Sikka, 47, previously headed technology and innovation at SAP and created analytics product HANA.
Once the IT bellwether, Infosys in the last couple of years has been reporting laggard performance, facing harassment allegations by overseas employees, top level exists, among others.
Its employee attrition hit a record high of 19.5 per cent in the April-June quarter of 2014-15, up from 16.9% in the year-ago period.
For 2014-15, Infosys retained its conservative revenue guidance of 7-9% in dollar terms and 5.6-7.6% in rupee terms, much below Nasscom's industry growth outlook at 13-15% in dollar terms.
All this at a time when its peers like TCS and HCL Technologies are reporting stellar performances.

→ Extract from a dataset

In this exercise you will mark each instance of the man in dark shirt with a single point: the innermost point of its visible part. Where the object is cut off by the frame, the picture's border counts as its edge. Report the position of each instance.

"He will have to establish credibility with those stakeholders again, in a fairly short period and then energise them in the medium to long term. The medium term strategy will have to be fairly close to the knitting of the IT services industry, anything else will create a level of confusion and uncertainty again," Iyengar said.
Greyhound Research CEO Sanchit Vir Gogia feels though the firm is showing signs of recovery, it's still too early to say if it is in full swing and the new CEO has a lot on his hands.
"Vishal Sikka is stepping in at a time when Infosys is at a crossroads. The company has lost a lot of key people at the senior management. There are signs of recovery but we cannot say that the recovery is in its full swing yet. It's a tough position to hold and a tough job at hand. Vishal has got lots of ground to cover," he added.
UK-based research firm Tech Market View Managing Partner Anthony Miller also feels Sikka should focus on employees.
"In my view, Sikka should rather be spending that disproportionate amount of focus on the core bread and butter businesses and address Infosys' rampant attrition, because until those are fixed the rest is really just a sideshow," he said in a post.